Member of Parliament for Lambton East
- In office December 1921 – October 1925
- Preceded by: Joseph Emmanuel Armstrong
- Succeeded by: Joseph Emmanuel Armstrong
- In office September 1926 – July 1930
- Preceded by: Joseph Emmanuel Armstrong
- Succeeded by: John Thomas Sproule

Personal details
- Born: Burt Wendell Fansher 6 May 1880 Florence, Ontario
- Died: 1 April 1941 (aged 60)
- Party: Progressive
- Spouse(s): Meda Walker m. 1 July 1922
- Profession: farmer

= Burt Wendell Fansher =

Canadian politician

Burt Wendell Fansher (6 May 1880 - 1 April 1941) was a Progressive party member of the House of Commons of Canada who, in the 1935 federal election, ran as a Reconstruction Party candidate. He was born in Florence, Ontario and became a farmer.

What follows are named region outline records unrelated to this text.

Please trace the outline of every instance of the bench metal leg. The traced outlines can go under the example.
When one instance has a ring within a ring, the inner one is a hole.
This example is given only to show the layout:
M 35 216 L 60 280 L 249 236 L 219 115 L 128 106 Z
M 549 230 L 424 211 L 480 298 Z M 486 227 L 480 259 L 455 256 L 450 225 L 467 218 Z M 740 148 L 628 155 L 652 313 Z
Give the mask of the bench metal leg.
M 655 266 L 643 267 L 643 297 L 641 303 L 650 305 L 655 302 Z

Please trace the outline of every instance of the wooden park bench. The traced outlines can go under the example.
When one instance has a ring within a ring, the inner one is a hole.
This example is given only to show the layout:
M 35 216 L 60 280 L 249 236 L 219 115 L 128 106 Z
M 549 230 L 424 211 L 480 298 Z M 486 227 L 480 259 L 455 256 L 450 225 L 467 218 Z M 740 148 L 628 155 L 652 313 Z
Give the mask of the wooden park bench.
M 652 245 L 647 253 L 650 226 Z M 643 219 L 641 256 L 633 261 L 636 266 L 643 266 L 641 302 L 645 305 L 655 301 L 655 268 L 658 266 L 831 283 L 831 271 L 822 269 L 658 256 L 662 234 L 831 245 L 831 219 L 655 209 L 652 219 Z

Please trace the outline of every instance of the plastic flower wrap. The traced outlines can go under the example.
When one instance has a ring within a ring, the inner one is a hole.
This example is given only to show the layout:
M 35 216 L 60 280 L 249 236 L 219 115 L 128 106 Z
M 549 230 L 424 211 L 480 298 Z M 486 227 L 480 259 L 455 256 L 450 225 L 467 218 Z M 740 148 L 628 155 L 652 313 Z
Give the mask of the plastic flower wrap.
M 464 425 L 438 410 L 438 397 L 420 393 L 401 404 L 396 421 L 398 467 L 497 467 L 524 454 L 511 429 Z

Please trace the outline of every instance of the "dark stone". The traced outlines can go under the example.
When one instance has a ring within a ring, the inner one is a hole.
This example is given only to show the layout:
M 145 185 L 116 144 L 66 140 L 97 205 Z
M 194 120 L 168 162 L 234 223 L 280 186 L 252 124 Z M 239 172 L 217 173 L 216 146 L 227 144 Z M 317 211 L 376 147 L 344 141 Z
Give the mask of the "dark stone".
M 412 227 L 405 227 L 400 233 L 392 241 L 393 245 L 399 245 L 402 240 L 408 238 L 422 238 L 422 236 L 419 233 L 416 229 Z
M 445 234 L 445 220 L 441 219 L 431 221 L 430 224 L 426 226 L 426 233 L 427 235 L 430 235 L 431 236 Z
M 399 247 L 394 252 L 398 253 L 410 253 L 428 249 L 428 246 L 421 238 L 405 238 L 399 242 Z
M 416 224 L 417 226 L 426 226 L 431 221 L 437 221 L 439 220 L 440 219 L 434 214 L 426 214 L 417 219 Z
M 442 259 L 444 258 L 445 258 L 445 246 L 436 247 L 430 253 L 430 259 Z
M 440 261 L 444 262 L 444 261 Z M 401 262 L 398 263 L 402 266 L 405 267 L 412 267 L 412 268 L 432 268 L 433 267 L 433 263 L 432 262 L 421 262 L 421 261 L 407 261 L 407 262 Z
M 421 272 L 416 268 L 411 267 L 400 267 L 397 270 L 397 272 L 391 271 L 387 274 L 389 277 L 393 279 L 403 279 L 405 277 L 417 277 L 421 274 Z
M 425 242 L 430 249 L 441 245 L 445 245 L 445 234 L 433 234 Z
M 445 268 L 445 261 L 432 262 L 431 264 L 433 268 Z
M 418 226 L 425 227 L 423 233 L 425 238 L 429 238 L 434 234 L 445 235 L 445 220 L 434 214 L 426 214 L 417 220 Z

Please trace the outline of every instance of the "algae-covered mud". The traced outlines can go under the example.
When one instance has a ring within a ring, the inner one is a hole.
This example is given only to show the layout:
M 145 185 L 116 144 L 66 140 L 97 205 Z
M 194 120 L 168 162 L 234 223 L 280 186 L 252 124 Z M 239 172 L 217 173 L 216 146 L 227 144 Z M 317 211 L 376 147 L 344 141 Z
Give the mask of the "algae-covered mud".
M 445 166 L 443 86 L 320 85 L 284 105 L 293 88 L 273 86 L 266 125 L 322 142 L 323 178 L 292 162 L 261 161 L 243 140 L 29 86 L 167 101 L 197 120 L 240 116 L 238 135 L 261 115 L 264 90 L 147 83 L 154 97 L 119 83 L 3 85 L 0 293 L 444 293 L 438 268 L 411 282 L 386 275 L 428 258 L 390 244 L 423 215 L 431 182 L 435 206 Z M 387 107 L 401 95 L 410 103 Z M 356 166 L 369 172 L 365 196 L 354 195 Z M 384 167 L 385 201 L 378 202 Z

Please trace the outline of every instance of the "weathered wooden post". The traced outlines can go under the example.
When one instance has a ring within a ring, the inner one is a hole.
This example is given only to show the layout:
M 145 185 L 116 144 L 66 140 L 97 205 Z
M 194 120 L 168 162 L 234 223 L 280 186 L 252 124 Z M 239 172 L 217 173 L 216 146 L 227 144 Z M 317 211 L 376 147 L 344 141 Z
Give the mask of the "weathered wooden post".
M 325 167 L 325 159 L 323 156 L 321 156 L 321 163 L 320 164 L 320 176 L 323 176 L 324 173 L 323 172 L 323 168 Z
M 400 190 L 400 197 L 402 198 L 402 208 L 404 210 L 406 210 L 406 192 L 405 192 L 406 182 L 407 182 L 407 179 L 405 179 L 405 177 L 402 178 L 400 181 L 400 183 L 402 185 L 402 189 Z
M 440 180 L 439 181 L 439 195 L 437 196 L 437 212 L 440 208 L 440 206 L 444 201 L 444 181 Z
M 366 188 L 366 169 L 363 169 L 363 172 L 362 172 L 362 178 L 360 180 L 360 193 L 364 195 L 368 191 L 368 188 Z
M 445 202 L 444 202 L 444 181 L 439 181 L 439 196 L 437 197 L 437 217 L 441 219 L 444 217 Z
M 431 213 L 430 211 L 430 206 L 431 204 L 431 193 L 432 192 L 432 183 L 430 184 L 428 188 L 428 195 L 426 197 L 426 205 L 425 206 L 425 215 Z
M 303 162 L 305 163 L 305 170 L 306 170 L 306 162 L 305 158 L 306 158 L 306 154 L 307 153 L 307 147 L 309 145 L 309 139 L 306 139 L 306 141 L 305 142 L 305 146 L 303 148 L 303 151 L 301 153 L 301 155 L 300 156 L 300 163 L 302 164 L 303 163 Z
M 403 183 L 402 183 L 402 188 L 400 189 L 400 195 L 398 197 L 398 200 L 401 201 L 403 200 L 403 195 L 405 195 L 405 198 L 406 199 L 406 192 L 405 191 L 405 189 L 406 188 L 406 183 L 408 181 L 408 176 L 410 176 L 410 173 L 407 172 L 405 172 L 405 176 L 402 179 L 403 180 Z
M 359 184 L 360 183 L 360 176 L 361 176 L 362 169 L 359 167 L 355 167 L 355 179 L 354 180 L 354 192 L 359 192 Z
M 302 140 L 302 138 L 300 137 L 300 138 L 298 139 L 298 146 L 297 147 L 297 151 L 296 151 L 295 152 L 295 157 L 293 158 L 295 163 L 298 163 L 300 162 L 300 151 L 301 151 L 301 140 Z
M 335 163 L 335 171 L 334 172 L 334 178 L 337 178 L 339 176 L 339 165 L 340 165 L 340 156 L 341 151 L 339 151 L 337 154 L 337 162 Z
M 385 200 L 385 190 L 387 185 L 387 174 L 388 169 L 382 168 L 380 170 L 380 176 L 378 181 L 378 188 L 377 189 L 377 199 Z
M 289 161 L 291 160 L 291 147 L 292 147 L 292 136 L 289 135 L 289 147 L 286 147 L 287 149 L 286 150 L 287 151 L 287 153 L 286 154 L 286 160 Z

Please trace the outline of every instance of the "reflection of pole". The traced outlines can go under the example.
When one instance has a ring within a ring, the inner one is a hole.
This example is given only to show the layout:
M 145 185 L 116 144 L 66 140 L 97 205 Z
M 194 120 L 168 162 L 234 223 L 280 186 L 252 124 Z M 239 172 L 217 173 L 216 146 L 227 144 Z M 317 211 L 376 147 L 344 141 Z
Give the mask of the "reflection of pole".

Fansher attended Ontario Agricultural College.

He was first elected to Parliament at the Lambton East riding in the 1921 general election when he defeated Conservative incumbent Joseph Emmanuel Armstrong. After serving one term at Lambton East, Armstrong defeated Fansher in the 1925 election. In the 1926 election, Fansher won back the riding from Armstrong. After another term, Fansher was defeated by John Thomas Sproule of the Conservatives in the 1930 federal election.

After riding boundary changes, Fansher made one more attempt to return to the House of Commons at the newly configured Lambton—Kent riding in the 1935 federal election. On this occasion, Fansher ran as a Reconstruction Party candidate but both he and Sproule lost to Hugh MacKenzie of the Liberals.